Abstract. To investigate the physical mechanism responsible for substorm triggering, we performed a superposed-epoch analysis using plasma and magnetic-field data from THEMIS probes. Substorm onset timing was determined based on auroral breakups detected by all-sky imagers at the THEMIS ground-based observatories. We found earthward flows associated with north–south auroral streamers during the substorm growth phase. At around X = −12 Earth radii (R_E), the northward magnetic field and its elevation angle decreased markedly approximately 4 min before substorm onset. Moreover, a northward magnetic-field increase associated with pre-onset earthward flows was found at around X = −17 R_E. This variation indicates that local dipolarization occurs. Interestingly, in the region earthwards of X = −18 R_E, earthward flows in the central plasma sheet (CPS) reduced significantly approximately 3 min before substorm onset, which was followed by a weakening of dawn-/duskward plasma-sheet boundary-layer flows (subject to a 1 min time lag).
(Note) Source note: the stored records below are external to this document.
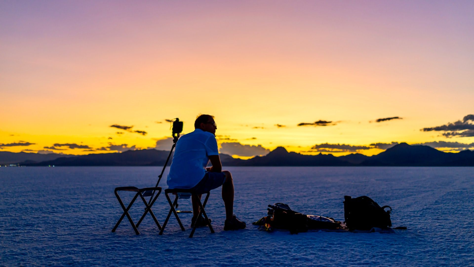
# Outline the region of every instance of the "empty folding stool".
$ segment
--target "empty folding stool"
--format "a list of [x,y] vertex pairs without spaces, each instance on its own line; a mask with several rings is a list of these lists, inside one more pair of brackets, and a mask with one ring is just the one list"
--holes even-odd
[[[128,191],[130,192],[137,192],[135,196],[133,197],[132,201],[130,202],[128,205],[125,208],[125,205],[124,205],[123,202],[122,200],[120,199],[120,196],[118,196],[118,191]],[[157,191],[156,195],[153,198],[153,196],[155,194],[155,191]],[[134,186],[126,186],[123,187],[117,187],[115,188],[115,196],[117,198],[117,200],[118,200],[118,203],[120,203],[120,206],[122,207],[122,209],[123,210],[123,213],[122,214],[122,216],[120,216],[119,219],[117,221],[117,224],[115,224],[115,226],[114,227],[113,229],[112,229],[112,232],[115,232],[115,230],[117,229],[117,227],[120,223],[121,222],[122,220],[123,219],[125,216],[127,216],[127,218],[128,219],[128,220],[130,221],[130,224],[132,225],[132,227],[133,229],[135,231],[135,233],[137,235],[140,234],[140,232],[138,232],[138,229],[137,228],[140,225],[140,224],[143,220],[144,218],[145,218],[145,216],[148,212],[150,212],[150,215],[151,215],[152,218],[153,218],[153,220],[155,221],[155,223],[156,224],[156,226],[158,227],[158,229],[159,230],[162,229],[161,226],[160,225],[160,223],[158,222],[158,220],[156,219],[156,218],[155,216],[155,214],[153,214],[153,211],[151,210],[151,207],[153,206],[153,204],[155,203],[155,201],[156,200],[156,199],[158,198],[158,196],[160,195],[160,193],[161,192],[161,187],[147,187],[146,188],[142,188],[141,189],[138,189]],[[130,210],[130,208],[131,208],[132,205],[133,205],[133,203],[137,200],[137,198],[140,197],[140,198],[143,200],[143,203],[145,204],[145,212],[143,213],[143,215],[142,215],[141,218],[138,220],[138,222],[136,225],[135,223],[133,222],[133,220],[132,219],[132,217],[130,217],[130,214],[128,213],[128,210]],[[146,197],[150,197],[150,201],[148,202],[146,202],[146,200],[145,198]],[[152,200],[152,199],[153,199]]]

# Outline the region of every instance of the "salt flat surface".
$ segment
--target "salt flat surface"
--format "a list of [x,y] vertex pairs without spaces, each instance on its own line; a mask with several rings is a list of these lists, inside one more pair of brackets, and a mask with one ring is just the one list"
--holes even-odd
[[[137,236],[122,210],[118,186],[153,186],[159,167],[24,167],[0,169],[0,266],[467,266],[474,263],[474,168],[230,167],[235,212],[244,230],[224,231],[219,190],[206,210],[216,233],[180,229],[172,217],[164,234],[149,215]],[[165,179],[160,185],[166,187]],[[128,202],[133,193],[122,193]],[[367,195],[393,209],[394,233],[291,235],[251,225],[268,204],[344,220],[345,195]],[[136,222],[143,203],[131,214]],[[180,209],[190,210],[189,200]],[[161,223],[164,193],[153,210]],[[191,216],[180,216],[189,228]]]

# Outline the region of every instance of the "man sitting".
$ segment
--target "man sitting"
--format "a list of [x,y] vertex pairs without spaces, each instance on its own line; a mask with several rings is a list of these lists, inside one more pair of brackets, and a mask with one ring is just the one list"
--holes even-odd
[[[214,116],[200,115],[194,122],[194,132],[181,136],[176,143],[173,162],[167,183],[170,189],[192,189],[199,193],[205,193],[222,186],[222,200],[226,207],[224,229],[245,228],[233,213],[234,182],[230,172],[222,171],[216,140],[217,125]],[[210,160],[212,166],[206,168]],[[201,199],[201,194],[199,195]],[[198,200],[192,199],[193,217],[191,227],[208,225],[200,212]]]

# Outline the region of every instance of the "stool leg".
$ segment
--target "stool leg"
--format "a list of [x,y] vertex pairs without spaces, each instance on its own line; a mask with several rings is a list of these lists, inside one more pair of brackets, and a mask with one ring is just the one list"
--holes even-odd
[[[156,199],[158,198],[158,196],[160,195],[160,193],[161,193],[161,190],[160,190],[160,191],[158,191],[158,194],[157,194],[156,195],[155,197],[155,198],[153,199],[153,201],[152,201],[151,202],[150,202],[150,205],[148,205],[148,203],[147,203],[145,205],[145,206],[146,206],[146,208],[145,208],[145,213],[143,213],[143,215],[142,215],[142,217],[141,218],[140,218],[140,219],[138,220],[138,222],[137,223],[137,227],[138,227],[140,225],[140,224],[141,223],[142,221],[143,220],[143,219],[145,218],[145,216],[146,215],[146,213],[148,213],[148,209],[149,209],[149,210],[150,210],[150,211],[151,211],[151,206],[153,205],[153,203],[154,203],[155,201],[156,200]],[[140,196],[141,196],[141,195],[142,195],[140,194]],[[149,207],[148,207],[148,206],[149,206]],[[155,216],[154,215],[152,215],[152,217],[154,216]],[[158,221],[157,220],[156,220],[156,219],[155,219],[155,222],[157,222],[157,221]],[[159,224],[157,224],[157,225],[158,225],[158,228],[161,230],[161,227],[160,226]]]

Subsequently, approximately 1 min before substorm onset, earthward flows in the CPS were enhanced again and at the onset, tailward flows started at around X = −20 R_E. Following substorm onset, an increase in the northward magnetic field caused by dipolarization was found in the near-Earth region. Synthesizing these results, we confirm our previous results based on GEOTAIL data, which implied that significant variations start earlier than both current disruption and magnetic reconnection, at approximately 4 min before substorm onset roughly halfway between the two regions of interest; i.e. in the catapult current sheet.